Are you one of these people who can feel it, who can have a skin reaction when listening to music that moves you? Do you get goose bumps and does your hair erect on your arms? There is a new study on this ‘aesthetic chills’ that researchers have even called ‘skin orgasm’ or ‘frisson’, which basically means chills in French.
I thought it was universal but studies show that only 2/3 of the population can experience it… and I had no idea some people can’t feel it. According to Sciencealert, studies have showed that about 55 percent to 86 percent of the population is able to experience the effect, but Mitchell Colver, Ph.D. Student at Utah State University, decided to find out even more.
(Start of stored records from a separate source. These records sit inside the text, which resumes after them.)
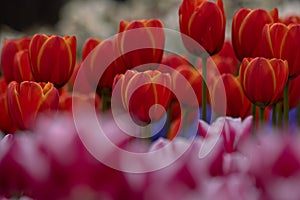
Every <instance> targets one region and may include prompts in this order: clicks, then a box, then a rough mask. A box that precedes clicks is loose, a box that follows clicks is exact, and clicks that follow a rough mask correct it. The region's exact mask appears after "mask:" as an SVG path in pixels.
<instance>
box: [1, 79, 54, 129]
mask: <svg viewBox="0 0 300 200" xmlns="http://www.w3.org/2000/svg"><path fill="white" fill-rule="evenodd" d="M58 99H59V94H58V90H57V89H56V88H55V87H54V86H53V84H52V83H36V82H32V81H24V82H22V83H20V84H18V83H17V82H15V81H13V82H11V83H10V84H9V85H8V91H7V101H8V108H9V112H10V115H11V117H12V119H13V121H14V122H15V123H16V124H17V126H18V128H20V129H23V130H26V129H30V128H32V127H33V126H34V123H35V119H36V117H37V114H38V113H41V112H49V111H52V110H56V109H57V108H58Z"/></svg>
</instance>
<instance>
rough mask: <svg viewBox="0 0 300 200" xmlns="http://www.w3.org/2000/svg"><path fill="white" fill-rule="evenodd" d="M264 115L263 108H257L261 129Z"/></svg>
mask: <svg viewBox="0 0 300 200" xmlns="http://www.w3.org/2000/svg"><path fill="white" fill-rule="evenodd" d="M264 114H265V108H261V107H260V108H259V127H260V128H261V127H263V125H264Z"/></svg>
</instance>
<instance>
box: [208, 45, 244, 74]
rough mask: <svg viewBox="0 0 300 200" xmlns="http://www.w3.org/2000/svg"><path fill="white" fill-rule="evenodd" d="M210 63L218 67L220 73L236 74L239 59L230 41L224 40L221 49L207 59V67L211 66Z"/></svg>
mask: <svg viewBox="0 0 300 200" xmlns="http://www.w3.org/2000/svg"><path fill="white" fill-rule="evenodd" d="M212 65H215V66H216V67H217V68H218V70H219V73H220V74H226V73H230V74H233V75H237V74H238V67H239V60H238V59H237V57H236V55H235V53H234V50H233V47H232V44H231V42H229V41H226V42H224V45H223V48H222V49H221V51H220V52H219V53H217V54H215V55H213V56H211V57H210V58H209V59H208V60H207V66H208V68H209V69H211V68H212Z"/></svg>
This frisson can be experienced with all sorts of art forms but this is especially true for music, music is very emotional, at least some music can trigger such a response from the epidermis. We share this faculty to have goose bumps with all mammals as a response to cold but also to fear and stress. Have you ever seen a cat in the cold or facing a dog? Erected hair is supposed to keep the animal warmer or to make it bigger to scare the enemy, but in our case it is a vestigial reflex because raising our body’s hair is not gonna make any difference either in term of isolation against cold or in term of scaring off predators. But so far it isn’t very well understood how a pleasure experienced in the brain can be communicated to the skin and hair follicles.
To find out more about this subject, a team of researcher wired up participants to ‘an instrument that measures galvanic skin response, a measure of how the electrical resistance of people’s skin changes when they become physiologically aroused’. Then, participants listened to several pieces of music such as the first two minutes and 11 seconds of J. S. Bach’s St. John’s Passion: Part 1 – Herr, unser Herrscher, the first two minutes and 18 seconds of Chopin’s Piano Concerto No. 1: II, the first 53 seconds of Air Supply’s Making Love Out of Nothing At All, the first three minutes and 21 seconds of Vangelis’ Mythodea: Movement 6, the first two minutes of Hans Zimmer’s Oogway Ascends. These particular pieces were chosen because they all contained ‘at least one thrilling moment that is known to cause frisson in listeners’. Participants were asked to report their experience by pressing a small button, which created a temporal log,… At the same time participants had completed a personality test.
What are the conclusions of this study? Participants who experienced frisson also scored high for a personality trait called Openness to Experience. A trait characteristic of people who ‘have unusually active imaginations, appreciate beauty and nature, seek out new experiences, often reflect deeply on their feelings, and love variety in life’. People scoring high for this trait are emotional (loving variety, appreciating beauty), but also a big part of their personality is cognitive (imagination, intellectual curiosity).
In other words, people who had goose bumps while listening to music, had a deep emotional reaction, but more importantly than the emotional part, it was people who were able to make mental predictions about how the music is going to unfold or engage in musical imagery (a way of processing music that combines listening with daydreaming), who were able to get the biggest frisson.
These findings were recently published in the journal Psychology of Music, and if you have anything to get from this study is that you must immerse yourself deeply into music, at an intellectual level, to get all the chances to experience this intense frisson.